Citigroup plans to overhaul its board as part of a capital-boosting deal with the U.S. government, but the banking giant may struggle to find qualified people willing to join as directors.

In the corporate world, board members often find themselves targets of lawsuits when things do not go well. Turning around the ailing Citigroup is an enormous task with little upside.

Citigroup's directors will have to deal with the additional burden of regulators looking ever more closely over their shoulders and possibly second-guessing their decisions.

If anything goes wrong with a company, then almost inevitably nowadays the directors are going to be sued, said Donald Glascoff, chairman of the board of New York-based Park Avenue Bank.

If you combine the general concern that people have who are considering board membership with the specific and increasingly important concern that arises from regulatory actions, you end up with a difficult situation.

The government agreed on Friday to boost its equity stake in Citigroup to as much as 36 percent, bolstering the bank's capital base. The latest rescue gives the government more of a voting stake and far greater influence over the bank's operations, short of outright nationalization.
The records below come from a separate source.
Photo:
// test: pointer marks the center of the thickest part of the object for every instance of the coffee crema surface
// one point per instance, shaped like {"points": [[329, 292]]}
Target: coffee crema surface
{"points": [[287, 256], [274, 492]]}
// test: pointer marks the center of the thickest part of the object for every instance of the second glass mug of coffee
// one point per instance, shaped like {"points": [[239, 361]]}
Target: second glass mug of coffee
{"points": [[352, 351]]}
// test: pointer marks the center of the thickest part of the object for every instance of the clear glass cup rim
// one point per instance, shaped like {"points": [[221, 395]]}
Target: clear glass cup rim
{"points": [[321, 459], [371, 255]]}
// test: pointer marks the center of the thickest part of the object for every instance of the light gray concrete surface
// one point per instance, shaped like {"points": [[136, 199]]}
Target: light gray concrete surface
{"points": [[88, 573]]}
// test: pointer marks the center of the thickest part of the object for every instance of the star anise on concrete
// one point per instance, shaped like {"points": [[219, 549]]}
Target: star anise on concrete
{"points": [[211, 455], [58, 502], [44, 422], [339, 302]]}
The bank plans to shake up its board and install a majority of new, independent directors. Five of the board's 15 members are either not standing for re-election or will reach retirement age by Citigroup's annual meeting in April.

Citigroup is actively conducting a search and expects to announce several new directors shortly, Chairman Richard Parsons said in a statement.

Two people the bank approached to take up a seat on the board rejected the offer, according to The Wall Street Journal.

Citigroup was not immediately available for comment.


Traditionally, the post of corporate board member was perceived by some as an easy paycheck for not much work.

But it has become tougher over the years, with the job requiring more time and oversight, as tougher regulations were put in place after scandals like Enron and WorldCom, said Morton Pierce, chairman of Dewey & LeBoeuf's mergers and acquisitions group.

Whether it's in the financial sector or otherwise, being an outside director is a very difficult job nowadays, Pierce said. It's just generally more difficult to find qualified, independent directors.

The problems at Citigroup, which suffered a full-year loss of $27.7 billion, can only make the job harder. The bank once had a market value about $270 billion. At its low on Friday, the value was below $9 billion.

Still, some experts believe the ailing giant can find people willing to take on the challenge, with their reward being the satisfaction derived from helping turn around the bank.

It will be difficult but not impossible for them to find additional directors, Glascoff said.

Some Citi directors have already signaled their intent to leave amid criticism of the bank, as executives have struggled to right the ship and repeatedly sought the government's help.

Parsons, the former Time Warner Inc chief executive, took over as chairman on January 21, succeeding Sir Win Bischoff, who is expected to retire.

The last 15 months have not been the easiest of my 44 years in banking, Bischoff said in a memo to employees at the time. He said he had always envisioned a limited tenure.

Bischoff's departure came just days after Robert Rubin, a former U.S. Treasury Secretary, resigned as a senior counselor to the bank, following months of criticism of his performance. Rubin joined Citigroup in 1999. He, too, is expected to quit the board in April.

In a letter to Chief Executive Vikram Pandit at the time, Rubin praised Citigroup management for making the tough decisions to restore the bank to health, but admitted to having not foreseen the credit crisis and market deterioration.

My great regret is that I and so many of us who have been involved in this industry for so long did not recognize the serious possibility of the extreme circumstances that the financial system faces today, Rubin wrote.